Cordes, who ran for an Addison-4 House seat last year on the Democratic and Progressive ballots, has gained a statewide reputation for her advocacy for labor and health care issues. She helped create the Equal Care Coalition, which advocates for the elimination of health insurance policy exclusions for transgender patients. Cordes often has delivered testimony at the Vermont Statehouse on behalf of the UVM Medical Center’s nurses’ union on such issues as health care reform, paid sick days, and safe hospital staffing levels for patient care.
So when the Center for Popular Democracy asked her to join a protest of the BCRA in nation’s capital, she accepted without hesitation. The Congressional Budget Office has estimated the BCRA would increase the number of people without health insurance by 22 million by 2026. The legislation would also eliminate the current 3.8-percent hike in the tax rate on investment income, as reflected in the Affordable Care Act. That provision would only benefit the nation’s higher income earners, critics of the BCRA contend.
Recent national polls have shown a less than 20-percent favorability rating for the BCRA. Its Republican sponsors last week decided to postpone a vote until after the July 4 Congressional recess when it became clear there were not enough votes to pass it.
“A huge majority of Americans do not want this bill,” Cordes said.
Cordes and dozens of other protestors sought to reinforce that point on Wednesday, June 28, during an act of civil disobedience at the Russell Senate Office Building in D.C., which is headquarters to many U.S. senators. Cordes and her fellow protestors were asked to enter the office of Sen. Marco Rubio, R-Fla., at around 12:30 p.m. that day to deliver a message against the BCRA.
“Many of the senators are hiding from their constituents,” Cordes said. “(The bill) was drafted behind closed doors.”
Rubio was not in his office at the time, so the group spoke with some of his staffers. Four designated protestors — including Cordes — recited their personal views about the BCRA and its potential impacts. The assembled crowd repeated each speaker’s words of criticism.

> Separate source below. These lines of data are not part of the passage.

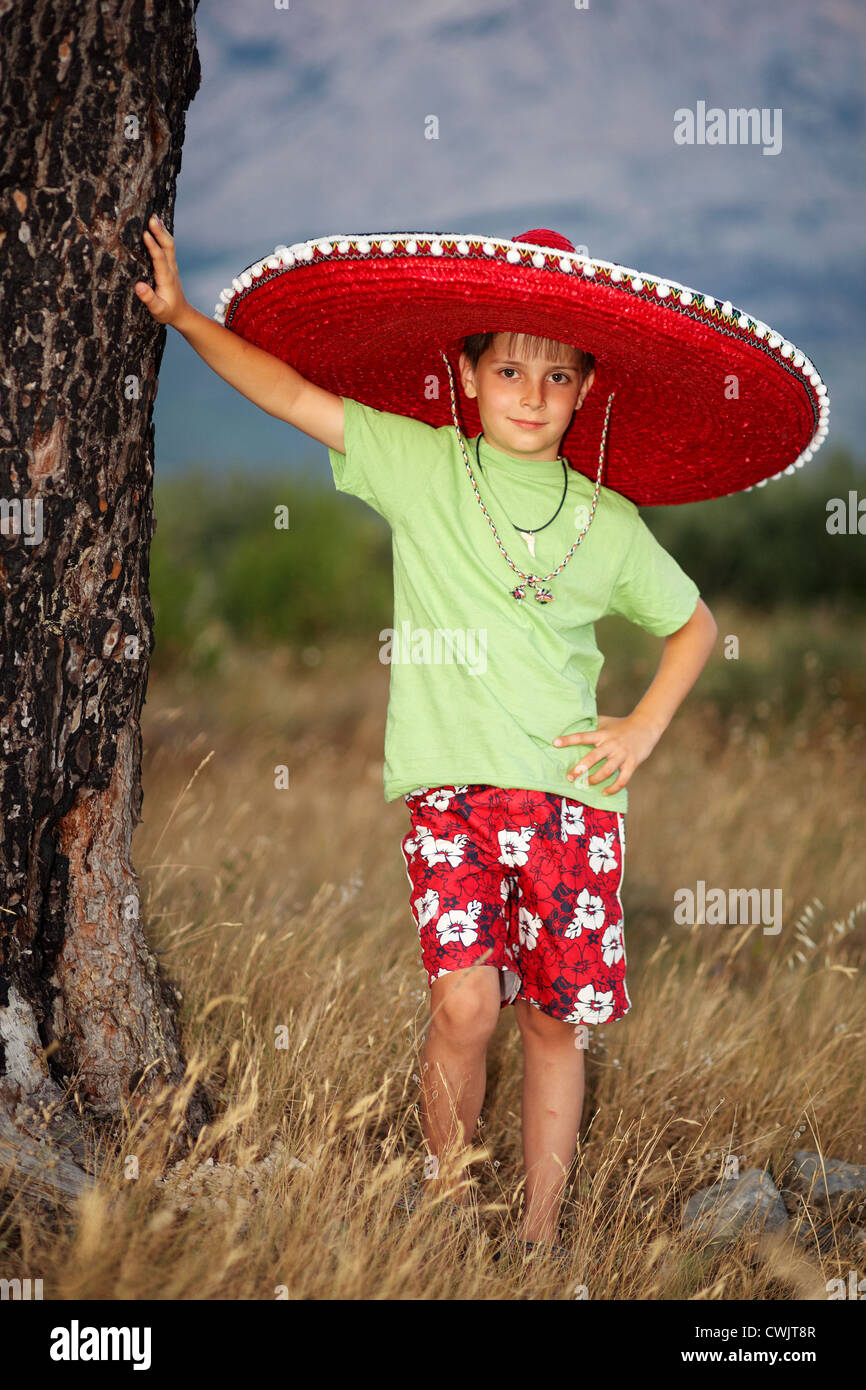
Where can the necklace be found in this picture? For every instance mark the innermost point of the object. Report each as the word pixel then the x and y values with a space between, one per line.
pixel 538 583
pixel 530 533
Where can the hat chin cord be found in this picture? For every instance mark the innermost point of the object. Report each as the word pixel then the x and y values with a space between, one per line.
pixel 537 583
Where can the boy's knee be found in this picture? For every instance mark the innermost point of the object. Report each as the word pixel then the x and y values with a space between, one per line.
pixel 469 1008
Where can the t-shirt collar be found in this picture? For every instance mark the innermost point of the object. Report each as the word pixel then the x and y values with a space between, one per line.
pixel 538 470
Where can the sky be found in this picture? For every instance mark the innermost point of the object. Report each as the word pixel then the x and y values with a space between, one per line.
pixel 310 121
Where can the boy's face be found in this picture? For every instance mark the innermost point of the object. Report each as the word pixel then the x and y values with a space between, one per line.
pixel 526 403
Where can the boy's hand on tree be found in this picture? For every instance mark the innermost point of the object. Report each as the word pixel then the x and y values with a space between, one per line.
pixel 623 742
pixel 167 300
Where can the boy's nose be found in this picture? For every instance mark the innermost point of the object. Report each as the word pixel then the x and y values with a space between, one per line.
pixel 533 398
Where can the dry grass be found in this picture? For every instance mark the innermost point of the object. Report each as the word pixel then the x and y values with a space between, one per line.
pixel 288 911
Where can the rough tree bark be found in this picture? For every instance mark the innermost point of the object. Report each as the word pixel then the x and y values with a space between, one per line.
pixel 92 114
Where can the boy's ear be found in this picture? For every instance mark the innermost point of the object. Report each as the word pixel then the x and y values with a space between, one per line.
pixel 467 375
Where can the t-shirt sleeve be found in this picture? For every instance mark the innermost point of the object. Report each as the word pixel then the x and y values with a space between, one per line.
pixel 651 590
pixel 389 459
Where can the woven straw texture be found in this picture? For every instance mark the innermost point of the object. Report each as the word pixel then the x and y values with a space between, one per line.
pixel 704 406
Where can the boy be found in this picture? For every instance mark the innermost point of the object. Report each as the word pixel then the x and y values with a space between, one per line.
pixel 515 883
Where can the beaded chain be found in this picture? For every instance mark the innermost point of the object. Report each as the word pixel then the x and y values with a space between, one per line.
pixel 535 581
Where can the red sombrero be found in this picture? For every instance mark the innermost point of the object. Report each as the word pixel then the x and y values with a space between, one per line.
pixel 709 401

When they had finished their speeches, the protestors began chanting and eventually sat down in the hall with their arms locked. Rubio’s staff had summoned the Capitol Police, who had a busy day on Wednesday. The protest had affected several other senators’ offices, including that of Susan Collins, R-Maine.

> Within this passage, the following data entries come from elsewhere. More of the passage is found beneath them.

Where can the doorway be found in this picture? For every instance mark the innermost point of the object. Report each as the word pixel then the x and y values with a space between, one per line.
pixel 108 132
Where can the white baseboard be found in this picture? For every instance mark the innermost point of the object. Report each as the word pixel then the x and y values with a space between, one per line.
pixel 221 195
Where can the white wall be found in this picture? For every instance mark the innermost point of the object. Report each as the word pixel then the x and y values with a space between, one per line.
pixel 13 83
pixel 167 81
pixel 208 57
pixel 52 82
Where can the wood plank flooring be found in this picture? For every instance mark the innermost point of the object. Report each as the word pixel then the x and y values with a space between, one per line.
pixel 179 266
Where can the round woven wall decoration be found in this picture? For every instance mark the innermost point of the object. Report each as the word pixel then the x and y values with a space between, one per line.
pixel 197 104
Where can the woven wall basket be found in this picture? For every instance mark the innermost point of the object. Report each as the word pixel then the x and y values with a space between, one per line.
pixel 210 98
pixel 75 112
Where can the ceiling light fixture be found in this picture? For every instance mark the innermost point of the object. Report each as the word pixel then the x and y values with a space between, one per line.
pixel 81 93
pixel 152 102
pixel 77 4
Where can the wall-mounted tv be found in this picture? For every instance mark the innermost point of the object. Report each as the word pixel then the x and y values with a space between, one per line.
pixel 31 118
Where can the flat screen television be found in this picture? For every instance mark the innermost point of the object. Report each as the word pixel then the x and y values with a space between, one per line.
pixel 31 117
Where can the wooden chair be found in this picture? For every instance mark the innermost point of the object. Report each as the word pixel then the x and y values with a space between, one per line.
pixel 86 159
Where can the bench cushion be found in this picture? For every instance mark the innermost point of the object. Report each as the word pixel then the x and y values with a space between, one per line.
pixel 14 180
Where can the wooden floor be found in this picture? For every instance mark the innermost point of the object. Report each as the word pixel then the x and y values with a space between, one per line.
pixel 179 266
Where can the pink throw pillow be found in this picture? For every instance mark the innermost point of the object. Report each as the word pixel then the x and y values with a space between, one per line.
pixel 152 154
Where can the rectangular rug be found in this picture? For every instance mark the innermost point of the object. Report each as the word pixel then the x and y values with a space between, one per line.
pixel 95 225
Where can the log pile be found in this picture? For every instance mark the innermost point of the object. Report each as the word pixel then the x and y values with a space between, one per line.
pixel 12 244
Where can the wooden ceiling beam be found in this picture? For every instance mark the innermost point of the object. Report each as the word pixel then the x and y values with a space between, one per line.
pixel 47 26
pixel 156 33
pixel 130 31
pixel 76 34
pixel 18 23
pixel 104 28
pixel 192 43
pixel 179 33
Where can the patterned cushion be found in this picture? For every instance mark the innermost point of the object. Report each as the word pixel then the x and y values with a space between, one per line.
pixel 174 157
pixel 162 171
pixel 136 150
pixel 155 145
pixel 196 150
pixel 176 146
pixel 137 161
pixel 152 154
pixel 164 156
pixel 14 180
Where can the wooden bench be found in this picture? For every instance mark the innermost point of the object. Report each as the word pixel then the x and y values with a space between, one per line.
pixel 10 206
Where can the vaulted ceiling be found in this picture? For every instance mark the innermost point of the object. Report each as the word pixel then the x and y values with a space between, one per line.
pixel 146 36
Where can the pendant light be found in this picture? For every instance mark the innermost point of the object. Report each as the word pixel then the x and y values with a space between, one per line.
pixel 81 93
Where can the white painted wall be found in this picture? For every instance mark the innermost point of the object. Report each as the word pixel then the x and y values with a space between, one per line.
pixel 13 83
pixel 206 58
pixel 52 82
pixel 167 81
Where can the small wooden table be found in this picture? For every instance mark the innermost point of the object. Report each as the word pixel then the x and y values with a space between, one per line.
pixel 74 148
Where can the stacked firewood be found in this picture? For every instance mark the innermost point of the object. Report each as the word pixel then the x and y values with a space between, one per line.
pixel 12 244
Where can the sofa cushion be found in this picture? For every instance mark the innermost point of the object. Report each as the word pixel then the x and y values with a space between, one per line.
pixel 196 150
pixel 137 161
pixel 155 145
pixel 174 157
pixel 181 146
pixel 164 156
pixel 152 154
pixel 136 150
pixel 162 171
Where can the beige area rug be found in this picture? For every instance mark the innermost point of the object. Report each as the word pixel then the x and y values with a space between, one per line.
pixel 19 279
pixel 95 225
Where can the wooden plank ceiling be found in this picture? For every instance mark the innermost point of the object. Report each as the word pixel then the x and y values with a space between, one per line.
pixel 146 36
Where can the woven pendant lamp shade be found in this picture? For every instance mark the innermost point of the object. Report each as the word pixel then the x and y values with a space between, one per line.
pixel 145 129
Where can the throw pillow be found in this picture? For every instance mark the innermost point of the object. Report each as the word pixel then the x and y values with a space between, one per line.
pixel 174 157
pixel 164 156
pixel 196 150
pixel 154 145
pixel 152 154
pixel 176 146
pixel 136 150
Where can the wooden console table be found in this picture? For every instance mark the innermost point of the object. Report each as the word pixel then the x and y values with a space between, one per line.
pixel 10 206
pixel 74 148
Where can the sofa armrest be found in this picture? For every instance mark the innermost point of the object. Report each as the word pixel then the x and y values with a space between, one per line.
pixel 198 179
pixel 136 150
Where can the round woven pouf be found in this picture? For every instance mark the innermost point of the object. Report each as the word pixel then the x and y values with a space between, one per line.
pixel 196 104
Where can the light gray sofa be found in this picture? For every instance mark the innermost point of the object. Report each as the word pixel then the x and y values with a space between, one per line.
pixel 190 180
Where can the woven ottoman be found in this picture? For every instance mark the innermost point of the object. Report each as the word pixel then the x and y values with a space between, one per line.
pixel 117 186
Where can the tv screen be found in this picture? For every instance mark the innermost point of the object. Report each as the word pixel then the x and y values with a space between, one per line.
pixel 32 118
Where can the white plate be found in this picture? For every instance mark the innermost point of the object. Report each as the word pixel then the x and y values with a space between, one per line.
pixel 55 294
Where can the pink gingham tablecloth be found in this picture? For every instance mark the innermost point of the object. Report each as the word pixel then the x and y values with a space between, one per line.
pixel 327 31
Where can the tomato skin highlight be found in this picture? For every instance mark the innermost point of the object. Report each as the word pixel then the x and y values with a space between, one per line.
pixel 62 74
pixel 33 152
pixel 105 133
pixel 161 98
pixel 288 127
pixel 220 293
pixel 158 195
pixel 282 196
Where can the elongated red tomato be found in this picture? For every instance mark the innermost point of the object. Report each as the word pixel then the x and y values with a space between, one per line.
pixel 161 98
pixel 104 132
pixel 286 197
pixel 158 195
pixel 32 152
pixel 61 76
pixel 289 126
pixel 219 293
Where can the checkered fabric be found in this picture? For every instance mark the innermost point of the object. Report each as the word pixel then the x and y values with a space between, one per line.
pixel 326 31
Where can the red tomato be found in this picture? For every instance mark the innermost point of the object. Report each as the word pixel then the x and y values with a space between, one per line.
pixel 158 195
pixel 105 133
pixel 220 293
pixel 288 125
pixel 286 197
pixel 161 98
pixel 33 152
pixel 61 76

“The police where methodical, but kind,” Cordes said, noting she and seven of her colleagues were given three warnings before authorities zip-tied their hands behind their backs and escorted them to the Capitol Police headquarters for processing. She said she spent around four hours in a jail cell.
It was Cordes’ first time being arrested. She paid her $50 fine for “crowding, obstructing and incommoding.” She said she will probably not have to return to Washington to answer to any of the charges.
Cordes was happy to have made the trip, which included a special bonus: She met former Gov. James Douglas, a Middlebury Republican, who she said took the same flight down to Washington.
“I told him what we were up to, and took a picture with him,” she said.
Cordes said this will probably not be the last time she engages in civil disobedience on health care issues.
“I will do it again, and maybe soon,” she said.
In the meantime, she is urging people to call their senators and urge them to vote against the BCRA.